Bounded conjugate domain leads to bounded risk without external info.

Unbounded conjugate domain results in risk divergence or need for transfer regularization.

Exact asymptotic risk for squared loss derived using Convex Gaussian Minimax Theorem.

Abstract

This paper studies high-dimensional M-estimation in the proportional asymptotic regime (p/n -> gamma > 0) when the noise distribution has infinite variance. For noise with regularly-varying tails of index alpha in (1,2), we establish that the asymptotic behavior of a regularized M-estimator is governed by a single geometric property of the loss function: the boundedness of the domain of its Fenchel conjugate. When this conjugate domain is bounded -- as is the case for the Huber, absolute-value, and quantile loss functions -- the dual variable in the min-max formulation of the estimator is confined, the effective noise reduces to the finite first absolute moment of the noise distribution, and the estimator achieves bounded risk without recourse to external information. When the conjugate domain is unbounded -- as for the squared loss -- the dual variable scales with the noise, the effective noise involves the diverging second moment, and bounded risk can be achieved only through transfer regularization toward an external prior.
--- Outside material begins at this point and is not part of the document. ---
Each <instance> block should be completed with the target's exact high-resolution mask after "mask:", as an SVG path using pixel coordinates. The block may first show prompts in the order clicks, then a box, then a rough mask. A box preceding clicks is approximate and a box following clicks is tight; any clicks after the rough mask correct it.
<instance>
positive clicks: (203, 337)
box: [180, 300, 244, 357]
For the squared-loss class specifically, we derive the exact asymptotic risk via the Convex Gaussian Minimax Theorem under a noise-adapted regularization scaling. The resulting risk converges to a universal floor that is independent of the regularizer, yielding a loss-risk trichotomy: squared-loss estimators without transfer diverge; Huber-loss estimators achieve bounded but non-vanishing risk; transfer-regularized estimators attain the floor.